Wednesday, March 17, 2021

Focuser Knobs

They slip on the rod that controls focus just perfectly; not a press fit, but almost tight enough to skip the setscrew. I also decided that there was no need for milling cuts into the edge.   There is no shortage of traction.   

My attempts to reduce weight with lightening holes was disappointing.   From the back they look pretty good. 
from the front,  not so good:

Even worse,  I only saved 11 grams per hole, to do all six holes would have been a lot of work for 66 grams per knob.  Also, those saucers are melted Delrin on the end mill.  You cannot really sand it off without damaging the sharpness of the mill, so I used what worked last time: a 5.5" convex lens.  It burns the Delrin away without enough heat to damage the hardness of the steel.  (It took about fifteen minutes, and where the bright spot was, is temporarily blank.  It will come back.)

The setscrews that are original with the focuser are m1.5 x ?.  Since I am not changing the original knobs, I do not need to use the same,  with all the struggle of finding a metric tap.   Somewhere,  I had some nylon tipped setscrews.  After an exhausting search,  I found them on the bench where the mill sits.  They are 8-32x3/16 so I drilled and tapped a hole in the stem on the really ugly knob.  Somehow I managed to get that hole enough to one side that the setscrew was not exactly square.  
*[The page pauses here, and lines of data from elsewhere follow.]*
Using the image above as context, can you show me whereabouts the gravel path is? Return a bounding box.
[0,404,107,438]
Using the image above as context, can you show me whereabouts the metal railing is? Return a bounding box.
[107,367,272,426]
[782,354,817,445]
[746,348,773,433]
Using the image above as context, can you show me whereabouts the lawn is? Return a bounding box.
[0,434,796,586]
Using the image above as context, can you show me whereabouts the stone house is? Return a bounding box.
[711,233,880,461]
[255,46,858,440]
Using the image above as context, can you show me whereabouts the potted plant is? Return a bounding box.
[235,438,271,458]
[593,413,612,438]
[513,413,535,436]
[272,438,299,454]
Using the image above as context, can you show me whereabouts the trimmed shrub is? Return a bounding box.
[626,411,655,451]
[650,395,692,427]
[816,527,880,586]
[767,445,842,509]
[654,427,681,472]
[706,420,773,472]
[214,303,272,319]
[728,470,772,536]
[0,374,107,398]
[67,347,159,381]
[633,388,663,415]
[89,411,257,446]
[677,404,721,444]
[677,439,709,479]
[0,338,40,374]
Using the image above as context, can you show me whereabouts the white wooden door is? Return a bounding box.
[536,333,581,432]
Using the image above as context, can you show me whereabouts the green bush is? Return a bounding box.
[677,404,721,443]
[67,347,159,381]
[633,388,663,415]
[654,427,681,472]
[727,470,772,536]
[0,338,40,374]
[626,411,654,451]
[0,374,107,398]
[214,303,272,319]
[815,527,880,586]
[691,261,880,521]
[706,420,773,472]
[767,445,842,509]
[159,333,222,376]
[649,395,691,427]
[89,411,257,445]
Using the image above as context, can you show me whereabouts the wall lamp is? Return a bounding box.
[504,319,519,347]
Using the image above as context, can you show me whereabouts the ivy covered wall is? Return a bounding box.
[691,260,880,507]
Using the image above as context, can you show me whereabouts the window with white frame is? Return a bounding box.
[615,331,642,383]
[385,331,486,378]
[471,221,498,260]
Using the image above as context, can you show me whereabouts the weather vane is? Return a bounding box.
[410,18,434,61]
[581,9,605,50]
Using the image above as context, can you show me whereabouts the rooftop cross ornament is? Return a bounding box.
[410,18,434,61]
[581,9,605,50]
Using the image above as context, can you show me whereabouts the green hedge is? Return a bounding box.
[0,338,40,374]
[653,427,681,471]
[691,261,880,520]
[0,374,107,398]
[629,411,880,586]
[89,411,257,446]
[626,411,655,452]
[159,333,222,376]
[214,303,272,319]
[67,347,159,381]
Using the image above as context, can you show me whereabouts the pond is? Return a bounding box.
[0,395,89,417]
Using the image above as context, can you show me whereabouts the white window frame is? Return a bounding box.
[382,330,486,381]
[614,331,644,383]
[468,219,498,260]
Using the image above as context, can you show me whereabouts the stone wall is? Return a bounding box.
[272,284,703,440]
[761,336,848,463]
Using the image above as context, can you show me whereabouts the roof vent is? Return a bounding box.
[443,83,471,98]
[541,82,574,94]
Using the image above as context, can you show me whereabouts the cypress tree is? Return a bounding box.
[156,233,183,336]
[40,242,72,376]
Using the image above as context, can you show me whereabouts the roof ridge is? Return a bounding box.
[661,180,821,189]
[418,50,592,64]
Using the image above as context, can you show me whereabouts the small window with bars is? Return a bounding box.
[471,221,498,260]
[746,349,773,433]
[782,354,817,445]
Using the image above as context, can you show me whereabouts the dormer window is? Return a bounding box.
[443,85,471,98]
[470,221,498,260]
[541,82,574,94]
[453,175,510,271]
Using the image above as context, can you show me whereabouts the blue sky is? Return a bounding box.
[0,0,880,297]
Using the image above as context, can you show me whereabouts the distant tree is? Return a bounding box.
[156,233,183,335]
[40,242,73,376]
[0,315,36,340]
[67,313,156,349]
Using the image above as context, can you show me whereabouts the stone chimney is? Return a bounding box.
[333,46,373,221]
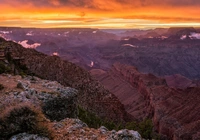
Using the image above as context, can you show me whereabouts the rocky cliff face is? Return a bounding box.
[92,63,200,140]
[0,74,142,140]
[0,37,132,123]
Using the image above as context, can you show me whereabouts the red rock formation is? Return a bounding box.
[1,37,132,123]
[91,63,200,140]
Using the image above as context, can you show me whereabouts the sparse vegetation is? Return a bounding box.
[0,62,11,74]
[0,104,53,139]
[0,84,4,90]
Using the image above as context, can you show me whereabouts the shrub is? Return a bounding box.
[0,62,11,74]
[0,84,4,90]
[0,104,53,139]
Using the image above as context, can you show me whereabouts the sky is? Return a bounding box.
[0,0,200,29]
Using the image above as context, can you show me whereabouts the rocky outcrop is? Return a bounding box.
[1,37,132,123]
[9,133,49,140]
[0,74,142,140]
[92,63,200,140]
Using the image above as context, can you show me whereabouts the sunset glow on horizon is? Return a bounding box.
[0,0,200,29]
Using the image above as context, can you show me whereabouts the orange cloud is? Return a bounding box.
[0,0,200,28]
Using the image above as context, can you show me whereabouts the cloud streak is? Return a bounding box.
[0,0,200,28]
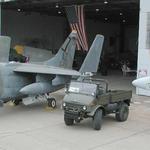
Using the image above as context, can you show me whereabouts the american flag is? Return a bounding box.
[66,5,88,51]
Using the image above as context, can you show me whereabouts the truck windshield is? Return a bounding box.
[68,82,97,95]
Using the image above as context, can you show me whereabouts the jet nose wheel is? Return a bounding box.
[47,98,56,108]
[12,99,22,106]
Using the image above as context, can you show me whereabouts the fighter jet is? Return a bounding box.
[132,76,150,90]
[0,31,104,108]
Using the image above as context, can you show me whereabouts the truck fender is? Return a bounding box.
[87,105,103,117]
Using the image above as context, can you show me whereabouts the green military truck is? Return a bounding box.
[63,78,132,130]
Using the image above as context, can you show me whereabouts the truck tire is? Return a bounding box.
[47,98,56,108]
[64,116,74,126]
[93,109,103,130]
[116,103,129,122]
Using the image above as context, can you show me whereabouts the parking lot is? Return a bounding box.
[0,75,150,150]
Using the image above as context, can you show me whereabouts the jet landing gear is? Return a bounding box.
[45,94,56,109]
[12,99,22,106]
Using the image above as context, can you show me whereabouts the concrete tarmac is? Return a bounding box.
[0,72,150,150]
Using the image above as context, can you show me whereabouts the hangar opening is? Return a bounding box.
[1,0,139,75]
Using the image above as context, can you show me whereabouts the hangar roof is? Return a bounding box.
[2,0,139,24]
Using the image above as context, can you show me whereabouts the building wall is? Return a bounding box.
[2,10,137,57]
[137,0,150,96]
[2,10,66,49]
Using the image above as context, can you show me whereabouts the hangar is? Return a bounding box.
[1,0,139,75]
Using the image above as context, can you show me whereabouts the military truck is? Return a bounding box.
[62,78,132,130]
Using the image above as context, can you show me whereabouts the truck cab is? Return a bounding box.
[63,78,132,130]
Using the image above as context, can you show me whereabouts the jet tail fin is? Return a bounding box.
[79,35,104,74]
[0,36,11,62]
[45,31,77,69]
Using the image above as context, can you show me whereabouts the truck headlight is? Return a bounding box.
[82,106,87,111]
[63,103,66,107]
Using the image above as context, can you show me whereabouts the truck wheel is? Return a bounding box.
[116,103,129,122]
[13,99,22,106]
[64,117,74,126]
[93,109,103,130]
[47,98,56,108]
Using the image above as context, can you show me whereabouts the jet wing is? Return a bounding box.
[14,64,81,76]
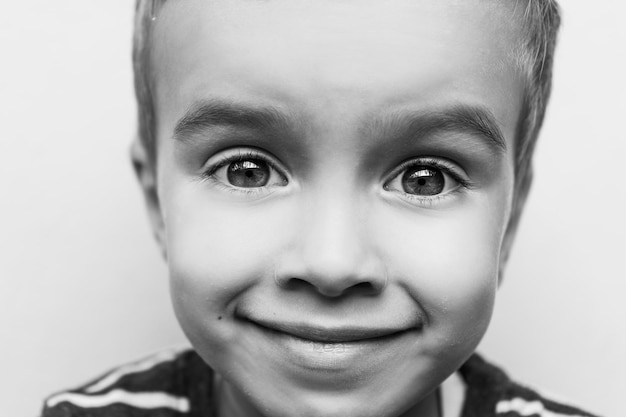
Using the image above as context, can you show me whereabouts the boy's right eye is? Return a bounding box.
[204,149,288,192]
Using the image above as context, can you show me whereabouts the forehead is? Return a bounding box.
[152,0,522,147]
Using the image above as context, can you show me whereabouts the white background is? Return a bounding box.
[0,0,626,417]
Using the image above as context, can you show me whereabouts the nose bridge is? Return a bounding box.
[288,183,386,296]
[301,186,360,264]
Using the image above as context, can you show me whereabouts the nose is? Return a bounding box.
[275,187,387,298]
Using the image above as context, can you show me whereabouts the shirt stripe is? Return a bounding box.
[496,398,583,417]
[85,347,190,394]
[46,389,190,413]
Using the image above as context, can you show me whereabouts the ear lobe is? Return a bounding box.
[130,139,167,258]
[498,166,533,285]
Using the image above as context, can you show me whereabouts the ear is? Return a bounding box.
[130,139,167,258]
[498,166,533,285]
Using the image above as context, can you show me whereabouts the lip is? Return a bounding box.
[246,318,411,344]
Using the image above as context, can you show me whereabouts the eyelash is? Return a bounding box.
[201,149,288,196]
[383,157,475,207]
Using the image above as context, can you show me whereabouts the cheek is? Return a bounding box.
[376,200,505,349]
[164,183,284,311]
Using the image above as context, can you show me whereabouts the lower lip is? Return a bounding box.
[244,323,415,375]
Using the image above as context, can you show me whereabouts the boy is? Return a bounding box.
[44,0,590,417]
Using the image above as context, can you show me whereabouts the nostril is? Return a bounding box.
[277,277,381,298]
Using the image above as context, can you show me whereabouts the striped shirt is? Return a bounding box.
[42,348,594,417]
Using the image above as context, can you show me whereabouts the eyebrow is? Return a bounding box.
[174,99,507,153]
[370,104,507,153]
[174,100,293,140]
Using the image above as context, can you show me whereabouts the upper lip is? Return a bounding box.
[248,318,409,343]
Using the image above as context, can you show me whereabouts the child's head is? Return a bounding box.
[134,0,558,416]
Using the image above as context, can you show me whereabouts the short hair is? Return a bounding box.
[133,0,561,240]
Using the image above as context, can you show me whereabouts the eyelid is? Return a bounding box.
[384,156,474,189]
[202,147,288,182]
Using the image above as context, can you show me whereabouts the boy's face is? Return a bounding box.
[146,0,522,416]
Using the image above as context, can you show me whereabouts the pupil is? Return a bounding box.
[402,166,446,196]
[227,159,270,188]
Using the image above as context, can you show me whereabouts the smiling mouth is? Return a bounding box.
[245,318,415,344]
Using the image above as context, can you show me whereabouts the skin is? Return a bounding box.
[135,0,523,417]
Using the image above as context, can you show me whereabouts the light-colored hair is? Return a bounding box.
[133,0,560,264]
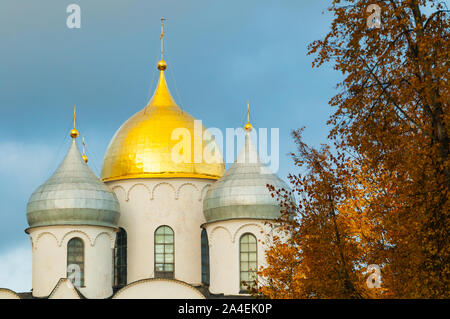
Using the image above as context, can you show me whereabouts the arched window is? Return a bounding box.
[67,237,84,287]
[114,228,127,288]
[155,226,175,279]
[201,229,209,285]
[239,233,258,292]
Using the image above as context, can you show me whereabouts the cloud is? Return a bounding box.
[0,141,60,254]
[0,244,32,292]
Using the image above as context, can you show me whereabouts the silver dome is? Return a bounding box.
[27,138,120,228]
[203,132,289,222]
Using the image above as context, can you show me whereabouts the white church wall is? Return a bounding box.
[0,288,20,299]
[113,278,205,299]
[107,178,214,285]
[48,278,80,299]
[28,225,116,298]
[204,219,278,295]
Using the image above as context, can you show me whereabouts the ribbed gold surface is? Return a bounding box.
[101,70,225,181]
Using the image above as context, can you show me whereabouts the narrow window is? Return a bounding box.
[155,226,175,279]
[240,233,258,292]
[201,229,209,285]
[67,237,84,287]
[114,228,127,288]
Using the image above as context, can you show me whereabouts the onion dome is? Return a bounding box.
[27,128,120,228]
[203,122,289,223]
[101,60,225,181]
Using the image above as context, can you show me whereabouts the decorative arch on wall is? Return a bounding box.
[209,226,233,247]
[111,185,128,201]
[198,184,211,201]
[175,183,201,199]
[126,183,153,202]
[233,223,264,243]
[112,278,205,299]
[58,229,94,247]
[150,182,178,200]
[34,231,61,249]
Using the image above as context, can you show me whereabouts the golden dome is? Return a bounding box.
[101,60,225,181]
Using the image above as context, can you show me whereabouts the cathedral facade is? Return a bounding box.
[0,34,288,298]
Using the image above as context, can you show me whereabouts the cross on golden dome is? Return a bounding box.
[70,105,78,138]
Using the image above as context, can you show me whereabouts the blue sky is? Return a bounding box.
[0,0,340,291]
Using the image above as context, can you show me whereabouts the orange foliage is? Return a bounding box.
[259,0,450,298]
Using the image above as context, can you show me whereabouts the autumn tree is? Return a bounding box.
[257,130,382,298]
[256,0,450,298]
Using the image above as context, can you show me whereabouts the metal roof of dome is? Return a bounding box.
[27,134,120,228]
[203,125,289,222]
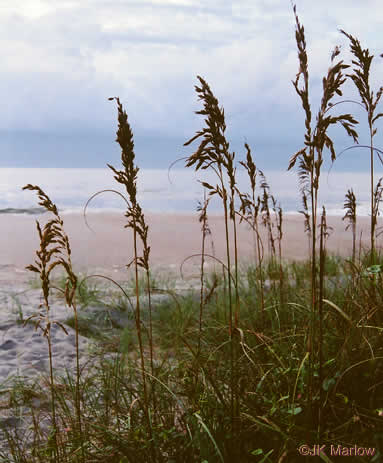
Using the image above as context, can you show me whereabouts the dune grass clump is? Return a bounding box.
[0,2,383,463]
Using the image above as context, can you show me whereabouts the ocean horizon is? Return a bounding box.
[0,168,379,216]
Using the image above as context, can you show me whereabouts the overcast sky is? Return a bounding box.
[0,0,383,169]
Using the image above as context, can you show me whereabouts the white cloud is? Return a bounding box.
[0,0,383,145]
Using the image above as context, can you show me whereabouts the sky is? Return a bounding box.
[0,0,383,171]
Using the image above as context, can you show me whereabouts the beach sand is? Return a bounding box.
[0,213,380,448]
[0,213,378,286]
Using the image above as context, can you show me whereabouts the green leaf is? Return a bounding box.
[287,407,302,415]
[322,378,336,392]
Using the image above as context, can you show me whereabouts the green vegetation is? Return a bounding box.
[2,7,383,463]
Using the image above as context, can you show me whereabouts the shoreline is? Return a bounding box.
[0,212,382,285]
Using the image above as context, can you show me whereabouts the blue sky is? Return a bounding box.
[0,0,383,170]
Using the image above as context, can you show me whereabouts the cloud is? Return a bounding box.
[0,0,383,169]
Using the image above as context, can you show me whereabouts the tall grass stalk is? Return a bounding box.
[237,143,265,325]
[342,188,357,264]
[184,76,239,446]
[108,97,155,454]
[288,5,358,410]
[23,184,85,462]
[340,29,383,265]
[198,191,214,356]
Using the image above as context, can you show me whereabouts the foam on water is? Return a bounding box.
[0,168,378,216]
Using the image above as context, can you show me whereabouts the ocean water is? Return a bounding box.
[0,168,379,216]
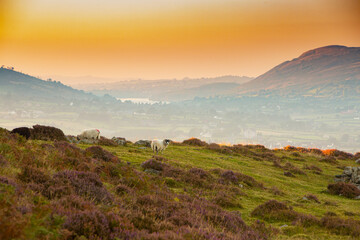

I put it on the focuser so that one side is 1.25" diameter and one is 2.5" diameter.   The difference in how finely it can now focus is immediately obvious.  

I will now cut another piece of Delrin and not put it lightening holes this time. 

Before:
After:

1 comment:

  1. If the concept of lightening holes is sound, then maybe drilling them with a Forstner bit from the hidden side without breaking through would work.
    Or drilling all the way through with the disk clamped to a sacrificial backing board.